Rebecca Buller: Biocatalysis is an approach to synthetic chemistry in which enzymes carry out chemical reactions. The process of creating an efficient biocatalyst involves the identification of a suitable enzyme with some degree of initiating activity required for the desired transformation and the optimization of the initiating scaffold, usually by directed evolution to tune the enzyme properties.
Recently, the number of available protein sequences has increased by an astonishing 20 times (2023: > 2.4 billion)5,6; 2018: ~123 million7 This is thanks to technology that enables high-quality, low-cost DNA sequencing. Using machine learning, these sequences can be functionally annotated, accelerating the discovery of enzymes with useful activities. In searching for suitable starting points, ML models can also contribute to filtering the natural diversity of protein catalysts with respect to properties such as stability and solubility. Interestingly, ML can also be applied to generate entirely new protein sequences with desired functions.
Once a protein’s starting scaffold is identified, ML models can be applied to navigate the protein’s fitness landscape. ML can help prioritize which set of mutations to test in enzyme engineering campaigns by training models on experimental data. This approach helps analyze complex relationships within large datasets and identify patterns that are difficult to detect using other methods. This is important because most enzyme engineering campaigns allow only a small portion of a protein sequence to be sampled experimentally. Furthermore, experimental engineering campaigns tend to focus on single mutation steps, which means ignoring non-additive effects of mutation accumulation. However, ML-assisted directed evolution can be used to predict the fitness of protein variants with several amino acid substitutions. Using this approach, for example, halogenases can be optimized for late-stage functionalization of the macrolide Sorafen A.2 and ketoreductase3This was designed by us to produce a precursor for the anti-cancer drug ipatasertib.
Stanislav Mazurenko: One readily available application is dealing with the large number of unannotated sequences in biological databases. Although a wide variety of biocatalysts already exist in nature, we have only scratched the surface with existing, well-characterized enzymes. Recent breakthroughs in protein structure prediction, such as AlphaFold, have made it possible to access a vast “structural universe”.8 The next big step is to accumulate enough annotated enzyme data to unravel the “functional universe.” ML should be able to provide tools that can predict enzyme activity, substrate range, cofactors, optimal environment, etc. with high accuracy. We are already increasing the use of ML-based annotations in tools such as EnzymeMiner for automated mining of soluble enzymes.9.
Another area where ML can have an impact is in the teaching of protein engineering. The complexity of this task is immense, as even a single mutation can completely compromise a protein. This is often seen in our experiments and in the data collected in the mutational effects database FireProt.D.B.10 and SoluProtMutD.B.11. Mutations that affect activity often occur far from the active site and act through allostery. Therefore, the search space for protein engineering must span the entire protein, but its combinatorial complexity typically limits rational engineering to only a handful of hotspots.

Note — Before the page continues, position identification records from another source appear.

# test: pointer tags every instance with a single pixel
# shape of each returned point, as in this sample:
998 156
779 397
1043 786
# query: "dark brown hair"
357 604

Today, we already have a suite of ML-based tools to navigate the entire search space, from zero-shot predictions generated by basic protein language models to task-specific predictors and small-scale models purposefully fine-tuned to single-enzyme mutation datasets.
Second, a considerable number of exciting studies on de novo enzyme design have been published, e.g., high-affinity protein binders using diffusion models have been proposed.12 or optimized protein sequences using inverse folding methods13. Such models can also be conditioned on the specific geometry of the active site, and attempts have been made to use this conditioning to generate new enzymes. This question remains unresolved, as there are many factors other than this geometry that define enzyme activity. However, the field is progressing so rapidly that it will be interesting to see whether the future of enzyme engineering will be dominated by the discovery and optimization of existing proteins or by designing entirely new proteins from scratch. In ML, on the other hand, the boundaries between these two approaches are blurring, such as in the case of de novo designs leveraging ML models trained on natural sequences.
Finally, AI is increasingly being used in laboratories at various levels, including hardware control, signal acquisition and processing, data analysis, and design, build, test, and learn cycles. I believe we will see even more exciting AI applications in laboratory automation as they free scientists from repetitive manual tasks and help optimize experimental conditions.
Yang Yang: Due to the vast protein sequence and structure databases and the similarities between natural language processing and protein sequence/structure processing, machine learning tools, especially large language models (LLMs), have the potential to accelerate protein engineering and biocatalysis. By identifying the hidden rules of the protein fitness landscape, Protein LLM can help navigate the enzyme fitness landscape by focusing on high-fitness regions and avoiding local minimum traps. Generative machine learning (ML) models have the potential to create new enzyme sequences with high success rates. Moreover, the use of synthetic enzyme design methods can lead to entirely new enzyme functions.